EDIÇÃO DIGITAL

Quarta-feira

5 de Agosto de 2020

Setor hoteleiro da Baixada Santista busca alternativas para retomar atividades em meio à pandemia

Estabelecimentos estão abertos desde o começo da crise; altos custos e pouco movimento, porém, complicam

Se há um ramo do turismo que sofre bastante com a crise provocada pela pandemia do novo coronavírus é a hotelaria. Com estabelecimentos abertos por serem tidos como serviços essenciais, estão longe de funcionarem na plenitude – e sofrem com isso. Pois a preocupação fez check-in nos hotéis da região e não faz menção de ir embora tão cedo.

“Estamos completamente perdidos, sem saber o que fazer, em relação à retomada por questão do covid. Os hotéis estão fechados, em sua maioria, por decretos municipais. Ou porque não têm movimento. Não adianta o hoteleiro abrir as portas agora que não vai ter o turista”, diz,em tom de desalento, Ricardo Román Jr., presidente da ABIH-SP.

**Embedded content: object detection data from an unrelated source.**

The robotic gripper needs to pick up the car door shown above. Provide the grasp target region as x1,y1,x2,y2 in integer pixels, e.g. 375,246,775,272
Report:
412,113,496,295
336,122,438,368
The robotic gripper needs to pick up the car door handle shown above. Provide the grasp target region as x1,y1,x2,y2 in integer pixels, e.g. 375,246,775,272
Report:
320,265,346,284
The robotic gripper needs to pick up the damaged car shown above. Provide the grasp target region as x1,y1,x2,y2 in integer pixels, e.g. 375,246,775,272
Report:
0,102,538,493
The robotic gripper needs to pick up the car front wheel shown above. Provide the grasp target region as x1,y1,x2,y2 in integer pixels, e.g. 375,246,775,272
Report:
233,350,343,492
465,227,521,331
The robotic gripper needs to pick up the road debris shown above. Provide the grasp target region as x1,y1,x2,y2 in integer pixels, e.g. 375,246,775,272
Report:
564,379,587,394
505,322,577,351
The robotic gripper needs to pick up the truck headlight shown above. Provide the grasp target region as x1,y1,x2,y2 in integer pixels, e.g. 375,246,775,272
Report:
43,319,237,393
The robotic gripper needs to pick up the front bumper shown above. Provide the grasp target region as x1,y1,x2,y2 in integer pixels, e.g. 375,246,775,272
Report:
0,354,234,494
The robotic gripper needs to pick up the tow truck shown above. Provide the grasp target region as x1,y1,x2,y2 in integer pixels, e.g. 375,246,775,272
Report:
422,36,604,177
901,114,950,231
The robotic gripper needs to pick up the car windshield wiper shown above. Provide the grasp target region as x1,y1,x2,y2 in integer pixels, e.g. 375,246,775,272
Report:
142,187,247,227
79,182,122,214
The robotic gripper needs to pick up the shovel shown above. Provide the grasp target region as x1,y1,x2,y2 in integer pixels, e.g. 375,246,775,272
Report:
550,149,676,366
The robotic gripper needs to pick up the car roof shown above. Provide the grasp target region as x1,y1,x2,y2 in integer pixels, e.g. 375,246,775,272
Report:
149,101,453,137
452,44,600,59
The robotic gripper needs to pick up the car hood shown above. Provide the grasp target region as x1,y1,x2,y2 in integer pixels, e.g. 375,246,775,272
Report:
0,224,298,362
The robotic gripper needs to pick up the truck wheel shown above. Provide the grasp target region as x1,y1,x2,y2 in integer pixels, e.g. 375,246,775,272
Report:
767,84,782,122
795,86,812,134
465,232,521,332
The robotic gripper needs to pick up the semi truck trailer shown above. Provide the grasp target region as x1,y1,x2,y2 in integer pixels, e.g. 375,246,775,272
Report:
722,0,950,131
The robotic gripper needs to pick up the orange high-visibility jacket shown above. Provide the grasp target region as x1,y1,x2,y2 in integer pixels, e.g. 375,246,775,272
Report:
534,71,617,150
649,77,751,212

Ele faz as contas para o setor. E elas não têm fechado, apesar a ajuda do Governo, por meio da MP 936, que instituiu o Programa Emergencial de Manutenção do Emprego e da Renda. “O IPTU e o ISS são pesados para nós. Os hotéis estão fechados e pagando IPTU. 

Nenhum prefeito lançou um parcelamento especial. Empresários que sempre tiveram suas contas em dia pagando o IPTU com hotel fechado. Custa falar: ninguém vai ficar inadimplente, e no fim do ano lançamos um parcelamento especial? Quando um hotel for reabrir ele vai levar isso em conta. E não vai reabrir. E o desemprego vai aumentar”, alerta Roman. 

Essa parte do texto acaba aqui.